Given that many seniors are on drug regimens that can include three or more medications, it’s not surprising that AARP has weighed on the issue. The organization is mostly in favor of re-importation.

“AARP supports policies that will ensure confidence in the safety and integrity of re-imported medications, and believes that safety concerns can be minimized by restricting the legal source of re- importation to Canada — from licensed Canadian pharmacies and wholesalers — for a defined period of time.,” the group stated in a question and answer fact sheet. “Canada is already the source of considerable de facto re-importation and safety violations appear to be minimal in extent and insignificant in nature.

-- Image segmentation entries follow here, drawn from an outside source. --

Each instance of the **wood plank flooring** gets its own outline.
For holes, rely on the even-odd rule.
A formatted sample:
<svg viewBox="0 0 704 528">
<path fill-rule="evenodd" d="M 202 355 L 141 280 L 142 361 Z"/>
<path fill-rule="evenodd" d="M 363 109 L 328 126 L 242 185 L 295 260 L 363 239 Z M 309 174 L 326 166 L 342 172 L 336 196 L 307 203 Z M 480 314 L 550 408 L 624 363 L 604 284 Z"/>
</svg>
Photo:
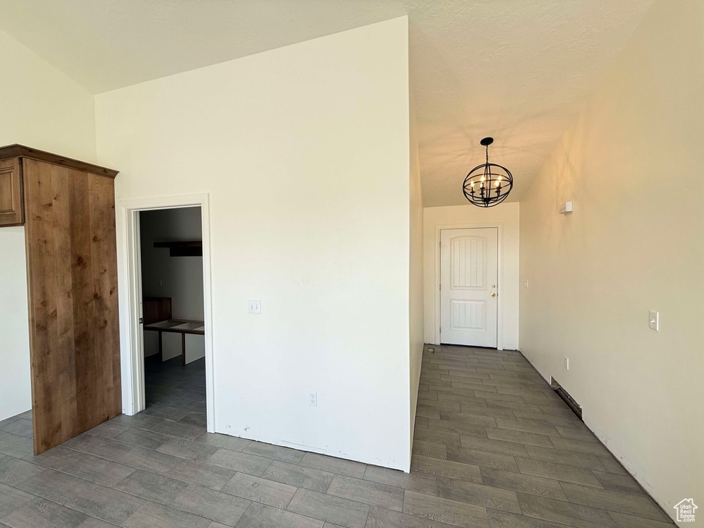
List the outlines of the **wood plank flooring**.
<svg viewBox="0 0 704 528">
<path fill-rule="evenodd" d="M 144 412 L 39 456 L 30 413 L 0 422 L 0 527 L 672 526 L 519 353 L 433 348 L 410 473 L 206 433 L 203 365 L 176 358 Z"/>
</svg>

The effort to legalize drug re-importation, particularly from Canada, is far from over. Now that Tom Price has been confirmed as the new HHS Secretary, lawmakers are looking to lobby him. On Valentine’s Day, Klobuchar, McCain and Sen. Charles Grassley (R-Ia.) wrote a letter to Price asking him to use his authority to fast track the importation of prescription drugs from Canada under certain circumstances as a remedy to recent drastic drug price increases in the United States.

What are those circumstances? If there are significant increases in price for a drug; if the drug is no longer marketed in the U.S.; if there is no direct competitor to a drug marketed in the U.S. and the introduction of a competitor will lower the price for consumers; and if the drug is manufactured in another country by a major company or a generic company that sells drugs in the U.S.

It remains to be seen what Price will do. But I would advise him to carefully think about the benefits of drug re-importation and how allowing it could save millions of struggling Americans a lot of money with minimal risk.